Once you're in the test itself, use the following methods to manipulate time as needed:

  • TestSuiteTimeMachine.advance - move time forward by 1 second
  • TestSuiteTimeMachine.advance_time_by(seconds) - move time forward by the specified number of seconds
  • TestSuiteTimeMachine.advance_time_to(datetime) - move time forward to the specified datetime

You cannot use these methods to move time backwards; if you arbitrarily step backwards and forwards in a test, it confuses people.

If you need to move backwards in time e.g. to set up some records created in the past, either use travel_permanently_to to set the time for the entire test group, or use travel_temporarily_to to set the time for the duration of the given block.

RSpec

If you're using RSpec, TSTM provides a set of helpers for clarity and convenience, as well as reducing coupling between your tests and this library.

RSpec.configure do |config|
  config.include TestSuiteTimeMachine::RSpecHelpers
end

This provides the following functionality:

  • adds set_time(...) as an alias for TestSuiteTimeMachine.travel_permanently_to(...)
  • adds advance_time as an alias for TestSuiteTimeMachine.advance
  • adds advance_time_by(seconds) as an alias for TestSuiteTimeMachine.advance_time_by(seconds)
  • adds advance_time_to(datetime) as an alias for TestSuiteTimeMachine.advance_time_to(datetime)
  • adds travel_temporarily_to(datetime) as an alias for TestSuiteTimeMachine.travel_temporarily_to(datetime)

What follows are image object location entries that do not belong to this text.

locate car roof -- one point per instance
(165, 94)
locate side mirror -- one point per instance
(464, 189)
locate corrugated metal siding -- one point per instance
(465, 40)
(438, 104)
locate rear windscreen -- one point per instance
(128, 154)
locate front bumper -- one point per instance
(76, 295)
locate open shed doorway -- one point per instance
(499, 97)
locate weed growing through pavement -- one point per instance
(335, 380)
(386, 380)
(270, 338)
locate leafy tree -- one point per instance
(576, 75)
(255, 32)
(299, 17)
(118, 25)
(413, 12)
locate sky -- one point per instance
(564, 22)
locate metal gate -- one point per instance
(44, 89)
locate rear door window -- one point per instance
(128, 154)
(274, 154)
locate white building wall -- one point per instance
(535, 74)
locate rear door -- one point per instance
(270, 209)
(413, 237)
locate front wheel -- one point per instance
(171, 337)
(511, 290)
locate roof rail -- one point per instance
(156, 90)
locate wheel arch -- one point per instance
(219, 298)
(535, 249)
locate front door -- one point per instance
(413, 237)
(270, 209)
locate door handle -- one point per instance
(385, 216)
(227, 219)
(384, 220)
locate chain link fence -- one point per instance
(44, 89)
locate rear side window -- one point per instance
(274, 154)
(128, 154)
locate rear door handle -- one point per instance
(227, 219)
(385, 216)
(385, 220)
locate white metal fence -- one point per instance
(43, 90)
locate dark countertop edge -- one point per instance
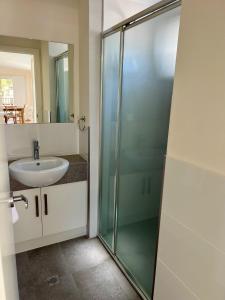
(77, 171)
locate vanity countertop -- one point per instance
(78, 171)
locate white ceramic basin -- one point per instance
(38, 173)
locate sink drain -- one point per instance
(53, 280)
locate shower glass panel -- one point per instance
(110, 102)
(148, 71)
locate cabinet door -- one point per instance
(64, 207)
(29, 225)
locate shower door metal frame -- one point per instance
(145, 15)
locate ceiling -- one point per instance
(15, 60)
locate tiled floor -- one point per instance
(79, 269)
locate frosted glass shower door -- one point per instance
(148, 71)
(110, 102)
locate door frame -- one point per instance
(145, 15)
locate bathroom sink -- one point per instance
(38, 173)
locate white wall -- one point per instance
(116, 11)
(54, 139)
(90, 58)
(191, 258)
(49, 20)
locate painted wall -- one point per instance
(116, 11)
(191, 258)
(90, 58)
(19, 139)
(49, 20)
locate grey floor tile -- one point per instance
(84, 269)
(104, 282)
(28, 293)
(83, 254)
(65, 290)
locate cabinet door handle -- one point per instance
(149, 185)
(143, 186)
(46, 204)
(37, 206)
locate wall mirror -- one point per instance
(36, 81)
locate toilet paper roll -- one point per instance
(15, 215)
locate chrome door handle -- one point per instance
(18, 198)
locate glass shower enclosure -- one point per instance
(137, 82)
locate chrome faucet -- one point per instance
(36, 148)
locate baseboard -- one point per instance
(50, 239)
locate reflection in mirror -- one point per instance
(36, 81)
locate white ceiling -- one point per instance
(115, 11)
(55, 49)
(15, 60)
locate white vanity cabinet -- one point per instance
(64, 207)
(55, 213)
(29, 225)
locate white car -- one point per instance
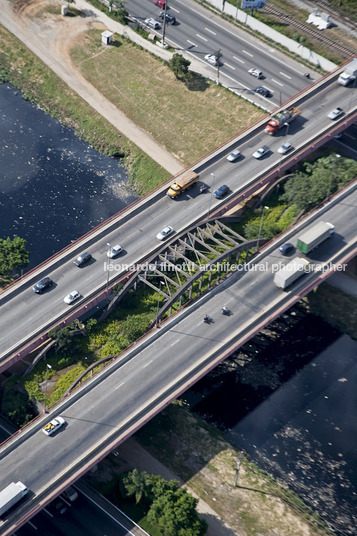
(114, 251)
(164, 233)
(72, 297)
(255, 72)
(234, 155)
(53, 425)
(337, 112)
(259, 153)
(285, 148)
(152, 23)
(212, 59)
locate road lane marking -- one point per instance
(238, 59)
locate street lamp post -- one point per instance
(210, 198)
(108, 265)
(48, 367)
(261, 225)
(332, 175)
(158, 303)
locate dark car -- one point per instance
(59, 507)
(170, 19)
(42, 285)
(82, 259)
(221, 192)
(287, 248)
(263, 91)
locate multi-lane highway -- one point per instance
(155, 372)
(199, 31)
(138, 234)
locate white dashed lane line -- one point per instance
(210, 31)
(276, 82)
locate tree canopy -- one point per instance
(13, 255)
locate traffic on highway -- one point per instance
(137, 236)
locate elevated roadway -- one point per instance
(135, 230)
(106, 411)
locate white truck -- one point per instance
(10, 495)
(349, 74)
(315, 236)
(290, 272)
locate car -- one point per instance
(285, 148)
(82, 259)
(170, 19)
(70, 494)
(255, 72)
(164, 233)
(53, 425)
(234, 155)
(114, 251)
(152, 23)
(259, 153)
(221, 191)
(287, 248)
(42, 285)
(265, 92)
(72, 297)
(59, 507)
(337, 112)
(212, 59)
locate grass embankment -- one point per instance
(189, 123)
(40, 85)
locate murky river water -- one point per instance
(53, 186)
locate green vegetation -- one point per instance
(41, 86)
(13, 255)
(161, 104)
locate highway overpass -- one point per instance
(136, 228)
(104, 412)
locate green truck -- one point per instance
(315, 236)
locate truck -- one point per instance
(182, 183)
(315, 236)
(10, 495)
(290, 272)
(349, 74)
(280, 119)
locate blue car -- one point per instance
(221, 192)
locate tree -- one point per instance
(175, 513)
(13, 255)
(179, 66)
(138, 485)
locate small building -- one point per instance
(107, 37)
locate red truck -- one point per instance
(280, 119)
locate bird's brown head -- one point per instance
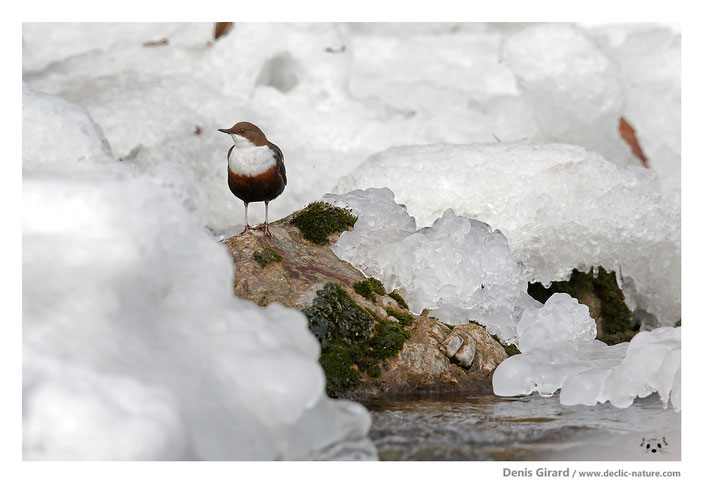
(245, 131)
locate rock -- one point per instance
(402, 354)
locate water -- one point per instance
(456, 427)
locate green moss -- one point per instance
(365, 289)
(267, 255)
(319, 220)
(616, 317)
(368, 288)
(399, 299)
(335, 317)
(509, 349)
(377, 286)
(406, 319)
(352, 340)
(616, 338)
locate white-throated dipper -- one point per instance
(255, 168)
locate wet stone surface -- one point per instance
(456, 427)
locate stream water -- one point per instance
(456, 427)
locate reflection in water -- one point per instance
(455, 427)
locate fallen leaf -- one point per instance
(629, 135)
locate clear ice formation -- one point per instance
(134, 347)
(462, 270)
(560, 206)
(559, 352)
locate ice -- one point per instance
(461, 270)
(649, 60)
(571, 86)
(559, 352)
(557, 322)
(133, 345)
(560, 206)
(458, 268)
(331, 95)
(48, 121)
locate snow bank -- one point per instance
(558, 351)
(133, 344)
(560, 206)
(58, 135)
(331, 95)
(458, 268)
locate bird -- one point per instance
(255, 168)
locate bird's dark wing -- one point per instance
(279, 156)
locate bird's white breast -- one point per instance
(250, 160)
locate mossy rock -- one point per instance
(319, 220)
(266, 256)
(352, 340)
(509, 349)
(616, 318)
(339, 372)
(399, 299)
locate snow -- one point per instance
(559, 352)
(462, 270)
(458, 268)
(133, 345)
(560, 206)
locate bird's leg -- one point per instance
(246, 222)
(266, 218)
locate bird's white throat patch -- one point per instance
(248, 159)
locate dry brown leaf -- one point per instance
(222, 28)
(629, 135)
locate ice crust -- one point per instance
(330, 107)
(560, 206)
(133, 345)
(458, 268)
(462, 270)
(105, 328)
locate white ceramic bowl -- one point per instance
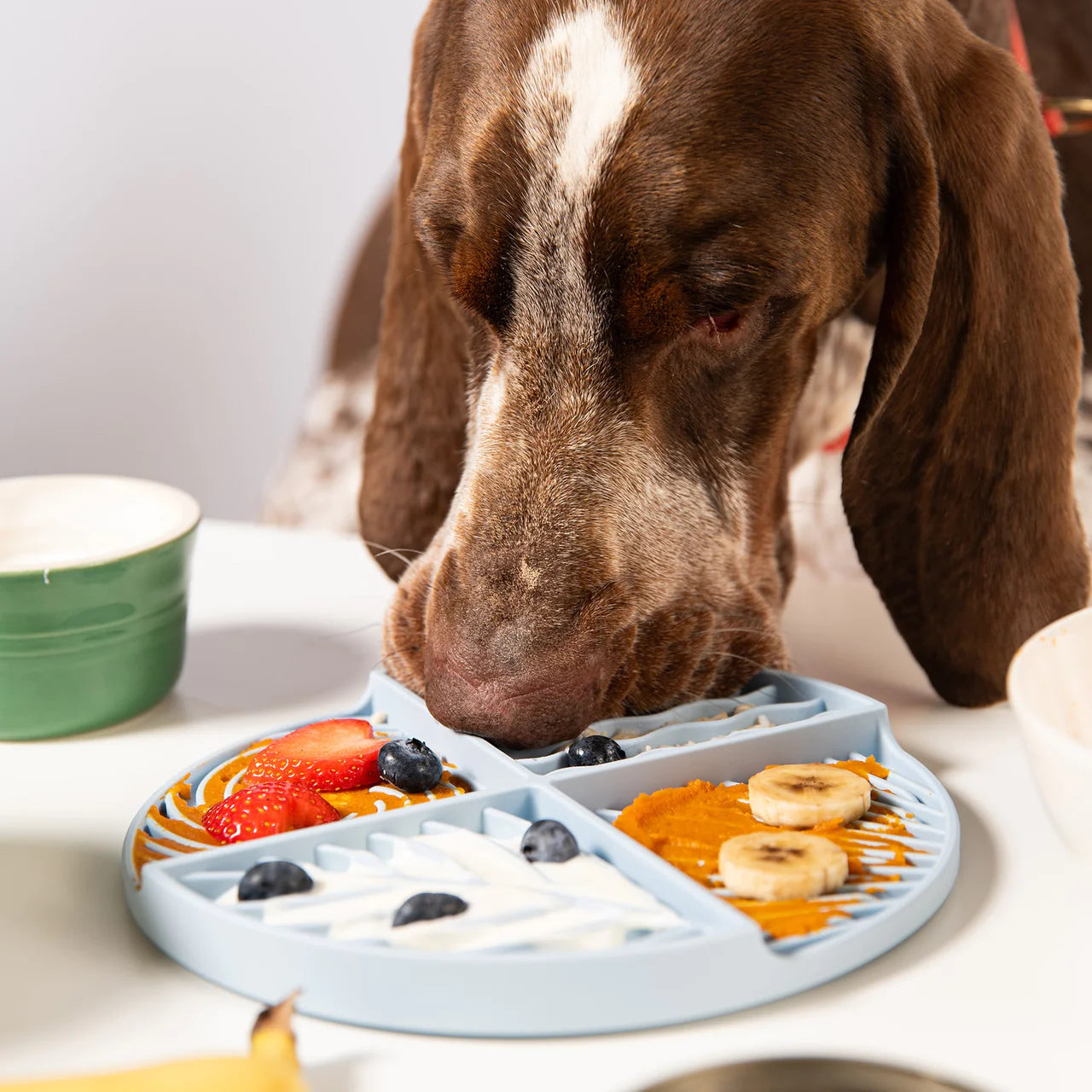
(1051, 691)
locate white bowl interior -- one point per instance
(1052, 677)
(73, 520)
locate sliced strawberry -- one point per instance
(266, 808)
(328, 757)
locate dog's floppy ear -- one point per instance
(414, 445)
(958, 475)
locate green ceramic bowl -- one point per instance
(93, 590)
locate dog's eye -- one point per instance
(725, 323)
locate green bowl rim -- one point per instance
(176, 537)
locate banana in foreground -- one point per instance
(808, 795)
(782, 864)
(270, 1067)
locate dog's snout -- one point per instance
(520, 703)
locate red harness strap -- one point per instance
(1055, 120)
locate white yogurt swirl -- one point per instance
(580, 904)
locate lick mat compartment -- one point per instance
(717, 961)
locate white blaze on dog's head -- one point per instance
(579, 88)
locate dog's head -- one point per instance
(621, 229)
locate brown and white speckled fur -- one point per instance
(604, 525)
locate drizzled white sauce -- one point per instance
(584, 903)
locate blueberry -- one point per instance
(549, 839)
(594, 751)
(427, 907)
(410, 765)
(272, 878)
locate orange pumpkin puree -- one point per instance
(687, 826)
(359, 802)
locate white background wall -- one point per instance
(183, 184)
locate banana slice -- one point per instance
(782, 864)
(808, 795)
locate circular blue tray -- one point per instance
(722, 963)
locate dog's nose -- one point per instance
(520, 708)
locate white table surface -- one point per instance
(285, 626)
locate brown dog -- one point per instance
(621, 229)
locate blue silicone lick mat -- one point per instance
(718, 961)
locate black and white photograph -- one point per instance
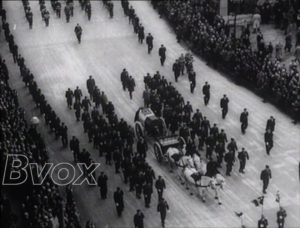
(150, 113)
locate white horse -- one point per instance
(202, 184)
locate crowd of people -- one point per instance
(114, 139)
(42, 205)
(199, 24)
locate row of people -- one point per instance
(209, 36)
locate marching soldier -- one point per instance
(281, 214)
(192, 79)
(224, 105)
(69, 96)
(265, 176)
(124, 78)
(162, 53)
(119, 201)
(229, 159)
(269, 141)
(149, 42)
(271, 124)
(243, 156)
(176, 69)
(160, 185)
(206, 92)
(88, 10)
(147, 190)
(78, 32)
(244, 120)
(162, 207)
(141, 34)
(138, 219)
(90, 84)
(263, 222)
(74, 147)
(77, 94)
(102, 184)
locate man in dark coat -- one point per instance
(243, 156)
(78, 32)
(90, 84)
(281, 215)
(160, 185)
(162, 207)
(265, 176)
(192, 79)
(118, 198)
(271, 124)
(206, 92)
(162, 53)
(229, 159)
(176, 70)
(224, 106)
(74, 147)
(102, 184)
(69, 96)
(263, 222)
(147, 191)
(268, 141)
(244, 120)
(131, 85)
(149, 42)
(138, 219)
(77, 94)
(124, 78)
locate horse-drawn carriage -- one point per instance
(146, 123)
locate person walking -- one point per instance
(281, 215)
(119, 201)
(265, 177)
(138, 219)
(268, 141)
(244, 120)
(149, 42)
(243, 156)
(162, 53)
(224, 105)
(78, 32)
(206, 93)
(160, 185)
(102, 184)
(162, 208)
(263, 222)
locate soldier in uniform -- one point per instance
(269, 141)
(244, 120)
(162, 208)
(149, 42)
(263, 222)
(265, 176)
(206, 92)
(243, 156)
(138, 219)
(102, 184)
(162, 53)
(224, 105)
(229, 159)
(271, 124)
(160, 185)
(192, 79)
(69, 96)
(281, 215)
(119, 201)
(176, 70)
(78, 32)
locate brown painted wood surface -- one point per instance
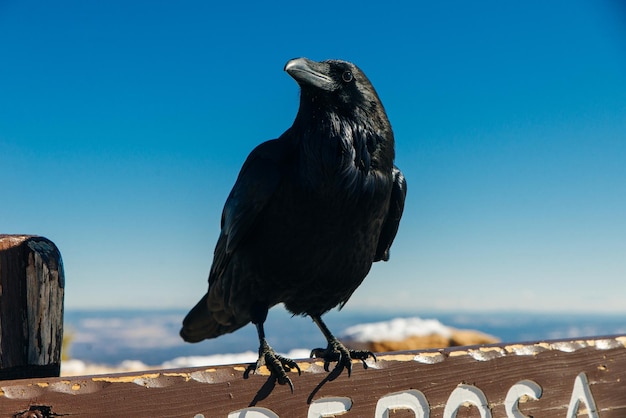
(555, 367)
(31, 307)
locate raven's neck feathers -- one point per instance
(353, 153)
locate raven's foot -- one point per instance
(276, 364)
(339, 353)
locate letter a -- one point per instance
(581, 393)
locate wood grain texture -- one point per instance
(597, 366)
(31, 307)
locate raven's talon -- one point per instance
(277, 365)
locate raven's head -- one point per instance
(339, 87)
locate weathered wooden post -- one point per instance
(31, 307)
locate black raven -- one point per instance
(308, 215)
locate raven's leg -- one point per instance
(337, 351)
(276, 364)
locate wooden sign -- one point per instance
(32, 286)
(564, 379)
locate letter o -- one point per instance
(408, 399)
(464, 394)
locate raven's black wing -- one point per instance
(258, 179)
(396, 207)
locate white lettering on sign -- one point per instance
(581, 393)
(329, 407)
(253, 412)
(413, 400)
(462, 396)
(524, 389)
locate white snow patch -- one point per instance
(396, 329)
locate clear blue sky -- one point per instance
(123, 126)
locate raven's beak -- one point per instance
(310, 73)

It also adds the RSpec tag time which is a succinct way of invoking travel_permanently_to for a given test.

RSpec.describe "Santa's schedule" do
  context "when it Christmas Eve", time: '2023-12-24 10:00' do
    it "is extremely busy" do
      # ...
    end
  end
end

Development

After checking out the repo, run bin/setup to install dependencies. Then, run rake spec to run the tests. You can also run bin/console for an interactive prompt that will allow you to experiment.

To install this gem onto your local machine, run bundle exec rake install. To release a new version, update the version number in version.rb, and then run bundle exec rake release, which will create a git tag for the version, push git commits and the created tag, and push the .gem file to rubygems.org.

Contributing

Bug reports and pull requests are welcome on GitHub at https://github.com/SmartCasual/test_suite_time_machine

Licence

The gem is available as open source under the terms of the MIT Licence.